孙少怀听了月蓝公主之言,顿感荒谬。正欲说那边城小贼,怎么会在这里出现,却倏地灵光一闪,终是发现之前隐隐感觉蹊跷的地方在哪!
这些占山为王的匪寇,向来只以打劫来往商贾行人为生。莫看这些强人恶形恶状,却最是畏惧官兵,每每见之皆是望风而逃,哪敢造次?

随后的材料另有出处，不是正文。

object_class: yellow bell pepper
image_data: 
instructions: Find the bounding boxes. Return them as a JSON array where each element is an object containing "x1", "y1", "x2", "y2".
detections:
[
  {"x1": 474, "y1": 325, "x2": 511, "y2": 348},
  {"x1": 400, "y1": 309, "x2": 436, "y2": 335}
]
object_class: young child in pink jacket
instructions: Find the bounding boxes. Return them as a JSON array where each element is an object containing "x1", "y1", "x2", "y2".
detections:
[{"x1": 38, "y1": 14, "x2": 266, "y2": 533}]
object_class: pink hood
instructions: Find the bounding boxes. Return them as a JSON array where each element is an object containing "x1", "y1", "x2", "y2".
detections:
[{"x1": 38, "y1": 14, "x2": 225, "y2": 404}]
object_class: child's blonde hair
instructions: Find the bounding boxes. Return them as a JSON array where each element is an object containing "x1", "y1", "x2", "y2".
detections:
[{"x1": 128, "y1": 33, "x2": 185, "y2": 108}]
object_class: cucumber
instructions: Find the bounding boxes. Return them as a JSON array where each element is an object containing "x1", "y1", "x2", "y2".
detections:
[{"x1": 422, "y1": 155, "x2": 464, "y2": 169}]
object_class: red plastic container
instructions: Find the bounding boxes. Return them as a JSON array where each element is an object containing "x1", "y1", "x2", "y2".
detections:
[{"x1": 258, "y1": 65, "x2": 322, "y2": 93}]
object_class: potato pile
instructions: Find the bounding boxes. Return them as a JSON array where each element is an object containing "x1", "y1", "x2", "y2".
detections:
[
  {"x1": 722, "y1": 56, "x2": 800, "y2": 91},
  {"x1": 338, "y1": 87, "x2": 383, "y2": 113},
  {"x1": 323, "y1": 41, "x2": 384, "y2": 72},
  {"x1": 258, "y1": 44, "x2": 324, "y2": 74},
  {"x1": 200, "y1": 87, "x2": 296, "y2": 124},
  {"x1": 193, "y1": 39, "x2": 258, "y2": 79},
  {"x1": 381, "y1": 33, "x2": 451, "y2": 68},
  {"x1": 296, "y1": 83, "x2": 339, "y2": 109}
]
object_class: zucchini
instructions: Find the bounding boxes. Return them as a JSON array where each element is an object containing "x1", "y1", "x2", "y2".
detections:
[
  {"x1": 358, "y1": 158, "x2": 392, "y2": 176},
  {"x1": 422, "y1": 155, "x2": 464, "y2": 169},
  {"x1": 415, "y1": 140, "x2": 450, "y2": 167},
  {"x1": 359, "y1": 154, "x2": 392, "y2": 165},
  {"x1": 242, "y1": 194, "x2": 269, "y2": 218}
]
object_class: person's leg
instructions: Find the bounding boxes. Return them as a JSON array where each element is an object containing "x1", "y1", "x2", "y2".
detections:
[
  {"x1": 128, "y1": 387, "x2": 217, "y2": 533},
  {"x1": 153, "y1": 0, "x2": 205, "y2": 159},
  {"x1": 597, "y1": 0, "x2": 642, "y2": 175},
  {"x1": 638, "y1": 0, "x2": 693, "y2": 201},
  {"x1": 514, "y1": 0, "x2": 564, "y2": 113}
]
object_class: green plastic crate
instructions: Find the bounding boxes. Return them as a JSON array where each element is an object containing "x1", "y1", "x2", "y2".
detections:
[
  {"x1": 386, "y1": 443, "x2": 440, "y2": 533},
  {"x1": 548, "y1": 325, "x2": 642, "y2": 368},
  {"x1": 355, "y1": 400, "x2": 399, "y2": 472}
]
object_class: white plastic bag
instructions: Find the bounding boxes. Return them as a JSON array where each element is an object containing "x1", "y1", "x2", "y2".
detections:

可眼下他这一行两万余人马便在身后,那十来骑强人却这般大喇喇的便敢纵马现于前方,言说欲行打劫之事,此情此景,极是反常。
不好!前方有诈!
他心头一凛,已是意识到不对,也顾不得月蓝公主,便朝身后人马大声嘶喊:“传令!前军做后军,后军做前军,速速调转方向,朝来路退去!”
随行于军中的传令官闻言,亦是连忙扯开嗓子大声传递孙少怀的命令。
听得传令,孙家军军中许多将士都不约而同地流露出些许惶惑之色。
当初他们被带着叛出晋国,军心便曾出现过动摇。幸得孙将军老道,早早便做下布置,软硬兼施,方得以稳固军心。只是孙家军将士们原本坚不可破的军心,经那一事之后,已或多或少有了一些裂缝。
此次他们忽被集结,又不知因由便被带领着叛出代国军营,此后连日行军赶路,却从未有人给过他们一个说法,或是行进的目的。至此军中人心已是有些惶惶茫然,甚至已有些心思较重的人,早已趁着将官们不察,寻了机会偷偷脱队而去。
只是这些人毕竟是少数,故而孙少怀才还未曾有所察觉。且他又没有他父亲那领军多年,对将士的心思体察入微的本事,更无事先便将隐患处理得面面俱到的手段。至此他一直当如今的孙家军,仍是原先的孙家军,浑然未觉眼下他这支军队,距离军心涣散实则只有一步之遥。
是以他此番的命令经传下去,一时之间,谷道当中人声鼎沸、马声嘶鸣。场面竟是隐约有些混乱不堪,全然再无以往令行禁止、雷厉风行的风范。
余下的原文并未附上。